Tucked inside President Bush’s stinker of a 2009 budget — which, among its many inadequacies, compounds the essential dishonesty of his war in Iraq by grossly understating the costs of that fiasco, as well as of the war in Afghanistan — are a series of proposals that would shamefully cut funding for the arts.
Those Bush cuts would cancel out this past year’s congressionally sponsored gains in federal arts funding, which, though long overdue, are still woefully inadequate.
Also included in Bush’s budget, almost for good measure and for the eighth year in a row, is an attempted assault on public broadcasting, an emblematic target of right wingers’ scorn for anything that doesn’t cater to lowest-common-denominator culture.
Taken as a whole, these measures reveal a conservative penchant for stupidity. A stupid public is a compliant populace. And compliant voters trend right wing. Let them watch O’Reilly and listen to Limbaugh. It is triangulation, Republican style.

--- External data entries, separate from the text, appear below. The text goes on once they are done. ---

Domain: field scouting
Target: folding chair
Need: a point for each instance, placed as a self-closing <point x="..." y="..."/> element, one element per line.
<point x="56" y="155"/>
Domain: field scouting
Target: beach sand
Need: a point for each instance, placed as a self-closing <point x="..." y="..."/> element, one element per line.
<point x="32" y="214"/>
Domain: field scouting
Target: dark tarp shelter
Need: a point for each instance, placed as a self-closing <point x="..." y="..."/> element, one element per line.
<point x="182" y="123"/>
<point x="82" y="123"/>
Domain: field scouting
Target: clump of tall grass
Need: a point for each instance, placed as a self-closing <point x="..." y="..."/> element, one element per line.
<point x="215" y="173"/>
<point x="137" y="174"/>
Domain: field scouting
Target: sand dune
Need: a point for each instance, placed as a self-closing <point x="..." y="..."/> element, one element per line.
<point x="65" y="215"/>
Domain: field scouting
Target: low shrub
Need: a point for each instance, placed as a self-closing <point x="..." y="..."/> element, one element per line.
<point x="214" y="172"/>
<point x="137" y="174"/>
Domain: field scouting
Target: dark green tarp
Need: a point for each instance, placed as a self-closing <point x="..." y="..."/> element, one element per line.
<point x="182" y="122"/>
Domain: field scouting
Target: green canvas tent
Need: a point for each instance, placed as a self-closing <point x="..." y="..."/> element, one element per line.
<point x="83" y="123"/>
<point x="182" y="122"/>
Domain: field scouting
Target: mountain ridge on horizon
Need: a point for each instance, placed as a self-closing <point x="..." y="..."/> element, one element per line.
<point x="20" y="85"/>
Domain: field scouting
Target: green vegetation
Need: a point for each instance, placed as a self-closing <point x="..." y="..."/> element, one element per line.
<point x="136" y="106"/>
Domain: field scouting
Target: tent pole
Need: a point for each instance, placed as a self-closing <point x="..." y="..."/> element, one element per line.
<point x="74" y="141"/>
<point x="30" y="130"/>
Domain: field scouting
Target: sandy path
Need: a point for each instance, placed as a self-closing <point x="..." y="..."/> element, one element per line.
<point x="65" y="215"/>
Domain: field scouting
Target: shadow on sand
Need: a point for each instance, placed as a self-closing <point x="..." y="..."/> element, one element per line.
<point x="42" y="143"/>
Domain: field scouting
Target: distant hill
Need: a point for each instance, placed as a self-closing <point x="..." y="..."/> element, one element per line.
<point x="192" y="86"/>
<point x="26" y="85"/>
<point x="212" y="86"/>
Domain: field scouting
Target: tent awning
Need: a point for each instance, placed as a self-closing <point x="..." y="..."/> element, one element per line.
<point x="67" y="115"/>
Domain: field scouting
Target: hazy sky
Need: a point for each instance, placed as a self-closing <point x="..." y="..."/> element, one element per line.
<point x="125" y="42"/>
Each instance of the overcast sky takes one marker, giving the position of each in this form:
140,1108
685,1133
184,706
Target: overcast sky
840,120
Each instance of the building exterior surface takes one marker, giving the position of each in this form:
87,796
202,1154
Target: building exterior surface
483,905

The goal of wing-nut Republicans, and more than a few conservative Democrats, is to abolish all federal support for National Public Radio and public television. But federal support for powerhouse public broadcasters such as WBUR and WGBH bridges the gap between solid and subsistent programming. For smaller outlets in rural or less affluent communities, government support is the difference between hand-to-mouth survival and oblivion.
Thanks to the leadership of Massachusetts congressman Edward Markey, odds are that this attack on smart programming will be defeated. Still, the long-term threat will not evaporate. If reactionary forces have demonstrated anything in recent years, it is that they will not be deterred by defeat. Persistence in pursuit of bad ideas is their perverse virtue.
In addition to “zeroing out” public broadcasting, Bush wants to cut funding for the National Endowment for the Arts and the National Endowment for the Humanities. Of the major arts allocations in his budget, only the Office of Museum Services, which includes the Washington-based Smithsonian, receives a modest bump — for needed structural repairs.
Still, nothing exemplifies the right wing’s embrace of public ignorance more than its opposition to funding arts education in the schools. This position is beyond primitive. Even cave dwellers probably delighted in the animal figures they painted on their walls; not Bush, who has once again denied funding for school-based arts programs.
So ingrained is Bush and the right wing’s suspicion of culture and the arts that they ignore the very real and positive contribution the nonprofit arts community (in other words, not Hollywood and not Broadway) makes to the national economy.
It may not sound like much, but more than one percent of the American workforce is supported by nonprofit arts groups. That means more people make their living from the arts than from accountancy and law. The field of arts employs more people than the nation’s police forces, farms, and fisheries. Arts workers outnumber computer programmers, postal workers, and firefighters. When viewed in the proper context, the number of arts workers is staggering.
Undeniable too is the economic impact of the nonprofit arts sector. Total spending exceeds $53 billion by organizations and $80 billion by audiences. The tax revenues they generate exceed $10 billion for the federal government, $7.3 billion for states, and $6.6 billion for cities and towns. This impact is even more pronounced in Boston. In 2002, the city’s so-called creative industry — its seventh largest industry— added $10.7 billion to Boston’s total economic output, and $12.7 billion to the greater metro area.